I knew quite a bit about homeschooling- my mother had homeschooled my younger brother and sister in elementary school due to some difficulties in their school system. I saw first-hand that they had a rich education that my mother provided for them and some really amazing experiences. She placed them back in school in junior high and they did extremely well. I had a few friends in college who had poor opinions of homeschooling and I would argue with them how it could be extremely beneficial- it truly was the best thing for my brother and sister. However, despite this, since I loved school, I always assumed I would send my children to school. I wanted that wonderful experience for them that I had myself.
I married a wonderful guy year after I graduated. Our early conversations about children and education were abstract and dreamy. I discovered, when I was dating him, that he had been very impressed by the homeschooled kids that he knew in high school. He was impressed by their character, their maturity, and their opportunity to go as fast in math as they wanted to! He began to think then that if his future wife was willing, he would like his kids to be homeschooled.

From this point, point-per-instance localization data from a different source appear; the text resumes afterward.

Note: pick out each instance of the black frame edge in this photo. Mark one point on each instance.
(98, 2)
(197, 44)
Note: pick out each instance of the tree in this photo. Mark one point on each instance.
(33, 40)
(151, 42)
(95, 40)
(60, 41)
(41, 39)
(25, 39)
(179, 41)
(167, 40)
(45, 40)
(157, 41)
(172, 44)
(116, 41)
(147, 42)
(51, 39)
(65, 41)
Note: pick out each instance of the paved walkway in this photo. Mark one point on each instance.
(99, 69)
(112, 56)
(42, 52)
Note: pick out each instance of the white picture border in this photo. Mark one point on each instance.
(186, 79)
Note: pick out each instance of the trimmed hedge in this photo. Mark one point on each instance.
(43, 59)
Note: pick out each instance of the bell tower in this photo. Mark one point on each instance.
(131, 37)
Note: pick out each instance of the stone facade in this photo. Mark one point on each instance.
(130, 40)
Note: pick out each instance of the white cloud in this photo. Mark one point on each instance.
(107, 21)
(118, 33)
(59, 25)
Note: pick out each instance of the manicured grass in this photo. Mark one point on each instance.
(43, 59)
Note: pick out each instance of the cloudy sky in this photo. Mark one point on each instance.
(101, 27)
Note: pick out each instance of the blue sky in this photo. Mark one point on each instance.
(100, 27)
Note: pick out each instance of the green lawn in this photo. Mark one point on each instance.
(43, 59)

In my conversations with him about this, I mentally brushed this opinion aside. I wanted to send my kids to school; I didn’t want to take such a wonderful experience away from them.

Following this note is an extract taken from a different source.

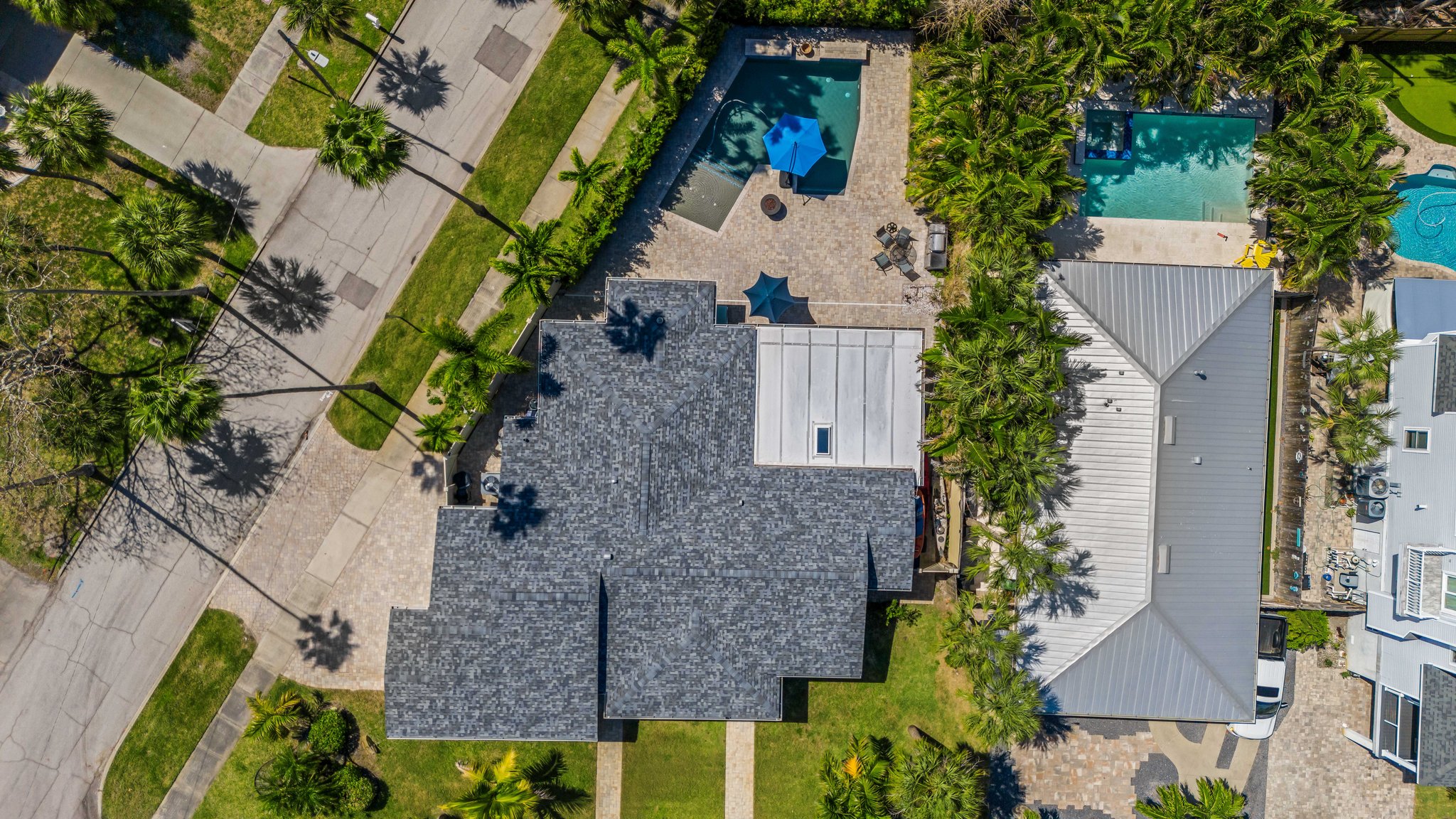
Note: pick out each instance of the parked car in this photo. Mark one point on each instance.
(1268, 692)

After my three years teaching junior high, we moved. I secured a part-time job teaching at the homeschool co-op at our new church. I taught Bible, English, and History to 2nd-6th graders. I was in the office one day, preparing some material for my class, when I overheard a conversation the administrator of the school was having with a prospective parent. The first question the administrator asked this mother was, “Does your husband support this decision to homeschool your daughter?” This question- this very first question she asked- struck me powerfully. My husband had never pushed this issue, but I knew that homeschooling would be his preference for his children, if his wife was willing. How could I casually brush his opinion aside as if only mine mattered? I felt incredibly convicted to consider the idea. In the following months, as I did just that, I fell in love with the whole thing. I began researching and reading up on homeschooling and since I was teaching in a homeschool co-op and surrounded by the homeschooling community, I went to their houses and saw what they did. I did see some things I wouldn’t personally choose to do of course, but altogether, I got so excited about this adventure and I became very convinced that educating my children was the best thing I could do for them.

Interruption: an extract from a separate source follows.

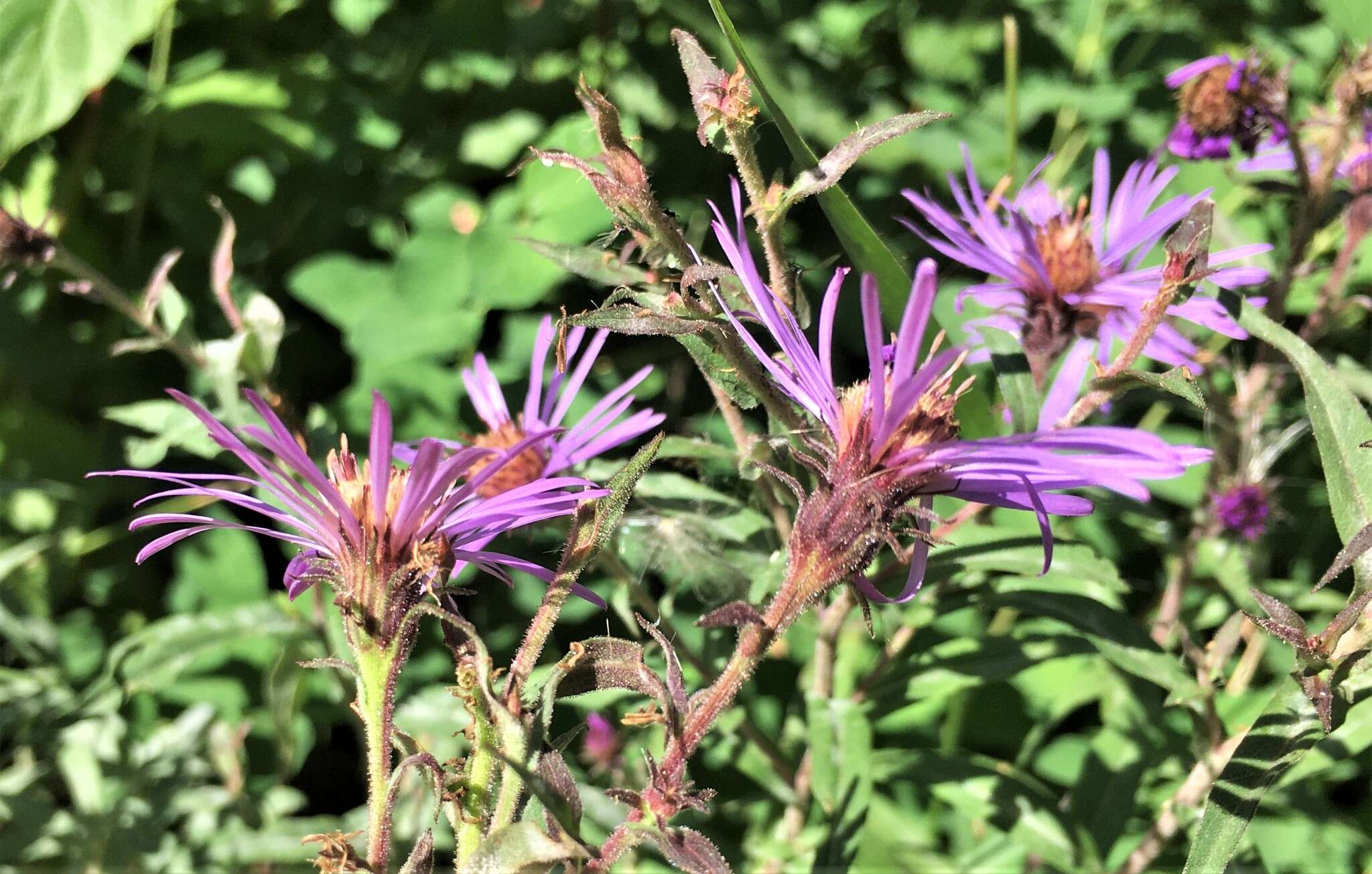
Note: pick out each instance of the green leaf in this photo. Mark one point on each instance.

As I reflect on this journey God has taken me through to call our family to homeschooling, I am so incredibly thankful. I am an emotional, passionate girl who can get carried away by my excitement for some current idea. Therefore, I have found that it is best to take my emotions into account but yet not base my decisions on them. It is a gift to me that he first convicted me as a matter of submission to consider homeschooling and then graciously provided me with passion and enthusiasm and excitement over the prospect. Therefore, I have the conviction of God’s calling when things are hard and I doubt myself and my abilities. And I have my excitement and passion to make this homeschooling adventure fun! What a gracious and wonderful God we serve!